Axion Dynamics Across First-Order Phase Transitions

In this work, we study axion dynamics during first-order phase transitions and investigate the bubble misalignment mechanism. First, we review the evidence for dark matter at different scales and explore various dark matter production mechanisms, including thermal and non-thermal relics. Then, we discuss the key theoretical framework of quantum field theory at finite temperature to understand phase transitions in the early universe, with specific attention to bubble nucleation and expansion processes that characterize first-order transitions. We then introduce the axion as a solution to the strong CP problem and explore its properties, interactions, and production processes, including the conventional misalignment mechanism.
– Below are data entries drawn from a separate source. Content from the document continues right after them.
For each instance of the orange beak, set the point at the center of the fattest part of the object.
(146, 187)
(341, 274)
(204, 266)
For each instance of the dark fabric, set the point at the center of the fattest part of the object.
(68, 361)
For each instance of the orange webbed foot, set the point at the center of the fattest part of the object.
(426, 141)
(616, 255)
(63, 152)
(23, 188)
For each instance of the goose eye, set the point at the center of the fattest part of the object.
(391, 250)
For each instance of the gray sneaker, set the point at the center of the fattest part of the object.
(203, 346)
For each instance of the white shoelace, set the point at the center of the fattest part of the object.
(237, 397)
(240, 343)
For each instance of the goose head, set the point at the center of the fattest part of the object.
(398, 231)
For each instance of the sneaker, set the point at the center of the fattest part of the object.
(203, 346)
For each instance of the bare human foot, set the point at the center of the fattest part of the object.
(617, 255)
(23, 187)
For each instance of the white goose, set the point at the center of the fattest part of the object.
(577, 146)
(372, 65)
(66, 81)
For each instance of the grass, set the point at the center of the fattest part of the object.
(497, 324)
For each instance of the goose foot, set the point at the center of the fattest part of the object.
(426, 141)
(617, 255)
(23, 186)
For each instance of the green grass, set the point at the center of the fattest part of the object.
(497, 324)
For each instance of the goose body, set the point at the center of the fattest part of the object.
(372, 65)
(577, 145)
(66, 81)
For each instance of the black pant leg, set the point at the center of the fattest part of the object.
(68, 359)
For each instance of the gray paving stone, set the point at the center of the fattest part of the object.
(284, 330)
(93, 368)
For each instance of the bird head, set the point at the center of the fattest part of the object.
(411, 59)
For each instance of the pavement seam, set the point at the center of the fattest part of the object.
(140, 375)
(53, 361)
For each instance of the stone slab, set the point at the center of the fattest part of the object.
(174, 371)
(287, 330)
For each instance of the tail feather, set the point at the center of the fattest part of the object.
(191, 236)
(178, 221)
The main focus of this work is to analyze the bubble misalignment mechanism, in which axions interact with expanding bubble walls during a first-order phase transition. We classify different dynamical regimes based on the hierarchy between the Hubble parameter, axion masses, and phase transition duration. Through analytical calculations and numerical simulations, we demonstrate that axion waves undergo Fermi acceleration when reflecting off the bubble walls, eventually gaining sufficient energy to penetrate the bubbles. This mechanism modifies the axion abundance and momentum distribution compared to standard scenarios. Finally, our novel analysis of multiple bubble simulations shows how the number density of axions scales with the bubble wall velocity and bubble number with important implications for the axion dark matter abundance. These results contribute to our understanding of axion dynamics in the early universe and may have implications for the parameter space of axion searches.